Beyond Your Backyard: "Free To Be Me" Animal Sanctuary.
Kimberly J. Epp
Last Saturday, a few of us were able to visit the "Free To Be Me" Animal Sanctuary in Moose Jaw, ahead of their opening for the season. I had a chance to visit last Spring as well, and just like last year this is a tour that never disappoints.
This wonderful place was created by owner Louanne Shropshire and her daughter Melissa Pierce to provide a home for unwanted, abused, rescued and surrendered farm animals. It is run entirely by donation. It is located just on the outskirts of Moose Jaw.
This labour of love began just over a decade ago. Although it was not initially meant to be a site where tours were provided to. As more and more animals were brought to the site, it was suggested that perhaps they could offer educational tours to help cover the costs. A 'win -win' for the animals, the owners and the visitors!
The sanctuary is a place for animals to heal at, to feel the love, freedom and compassion they may not have ever felt before in their lives. These animals include abused ponies from the circus, animals saved from slaughter and bought at auction, animals considered to be "defective", animals purchased then no longer wanted, and sadly even animals dumped at the site. All animals are loved - and don't know that they are any different.
Dory, the pot-bellied pig is quite a sweetheart, but her owners did not expect her to get so big. If you decide to get an exotic pet, you need to do your homework first. Thankfully, Dory fits right in at the sanctuary and as the 5th most intelligent creature on the planet, her and the other pot-bellied and domestic pigs always show their intelligence to the owners and sanctuary visitors.
Last year, Mikey the 1,200 pound pig was laying in a pool of mud. Everytime I brought out my phone to video him, he flung mud at me. I know he was laughing to himself. He waited until just the opportune time each time I tried. Just remember to wear boots and old clothing if you visit. Many of the animals do love to get hugs and kisses!
Animals are no different than you and I. They feel love, happiness, anxiety, fear and sadness. They want to live. They want to be loved. Cows, for example are just like large puppies. They are loveable, inquisitive and playful. They are usually not given the chance to be free to be themselves. At the sanctuary, they are free to play and get all of the love they desire.
The sanctuary has a wide variety of animals which include horses, ponies, llamas, alpacas, sheep, ostrich, emus, geese, ducks, turkeys, chickens, rabbits, cats, dogs, cows, pigs, goats - and more. Even the odd wild Canada Goose or other wild bird can be found amongst these unlikely friends. They all seem to get along, and many unusual friendships have developed.
The site will soon be opened for the season, but tours are by prior arrangement only. A minimum donation of $10 to $20 per person is advised. Additional donations could include gift cards to the Co-op for feed. Hay and straw is also always welcome, if anyone can donate. Even items like cat food, fruit, and veggies are always appreciated.

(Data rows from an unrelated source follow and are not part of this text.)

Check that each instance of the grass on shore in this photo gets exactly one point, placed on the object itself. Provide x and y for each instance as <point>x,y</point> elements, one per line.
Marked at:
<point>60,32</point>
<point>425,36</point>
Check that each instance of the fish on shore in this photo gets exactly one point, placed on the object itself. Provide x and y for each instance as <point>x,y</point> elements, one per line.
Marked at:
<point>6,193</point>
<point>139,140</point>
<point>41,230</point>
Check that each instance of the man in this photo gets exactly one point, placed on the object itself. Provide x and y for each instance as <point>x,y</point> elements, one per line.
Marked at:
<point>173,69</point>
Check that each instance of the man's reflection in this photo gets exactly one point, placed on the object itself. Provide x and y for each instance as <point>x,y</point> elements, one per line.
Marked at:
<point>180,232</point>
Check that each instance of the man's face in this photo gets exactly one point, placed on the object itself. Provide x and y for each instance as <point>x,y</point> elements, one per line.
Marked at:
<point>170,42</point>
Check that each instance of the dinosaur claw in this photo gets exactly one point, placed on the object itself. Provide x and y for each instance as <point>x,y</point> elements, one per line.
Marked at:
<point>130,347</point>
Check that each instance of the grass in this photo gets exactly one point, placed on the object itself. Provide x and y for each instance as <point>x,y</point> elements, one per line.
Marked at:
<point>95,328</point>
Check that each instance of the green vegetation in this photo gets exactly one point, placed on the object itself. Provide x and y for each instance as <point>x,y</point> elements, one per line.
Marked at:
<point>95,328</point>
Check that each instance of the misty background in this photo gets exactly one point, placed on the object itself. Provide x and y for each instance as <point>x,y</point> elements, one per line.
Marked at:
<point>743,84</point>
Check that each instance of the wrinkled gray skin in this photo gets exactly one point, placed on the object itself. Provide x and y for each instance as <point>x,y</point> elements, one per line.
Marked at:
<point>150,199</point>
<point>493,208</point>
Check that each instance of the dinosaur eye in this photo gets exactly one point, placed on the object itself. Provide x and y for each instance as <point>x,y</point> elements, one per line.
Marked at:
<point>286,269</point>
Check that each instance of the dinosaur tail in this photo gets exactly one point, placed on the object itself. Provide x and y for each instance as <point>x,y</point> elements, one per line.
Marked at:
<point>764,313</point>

You can call (306) 684-2231 to arrange a tour. Soon there will be Spring babies added to the mix. If you'd like to visit a site where you can interact with the animals and help them at the same time with your donation, this is a place to visit. More and more sanctuaries (for both wild and domestic animals) are opening up as we are learning to be more compassionate towards the other living beings we share this earth with.
This Sunday is Earth Day. One of the greatest contributors to global warming is the meat industry. Consider going green for the earth, and at the very least know where you food comes from. Are the animals treated humanely? Consider that we don't require meat in our diets. We can live healthier lives without meat and dairy. Think about other changes you can make to help save our planet. It's up to every individual to make a difference.
Consider the quote from Dr. Jane Goodall; "We as individuals matter, and we do make a difference. We just have to decide what that difference will be."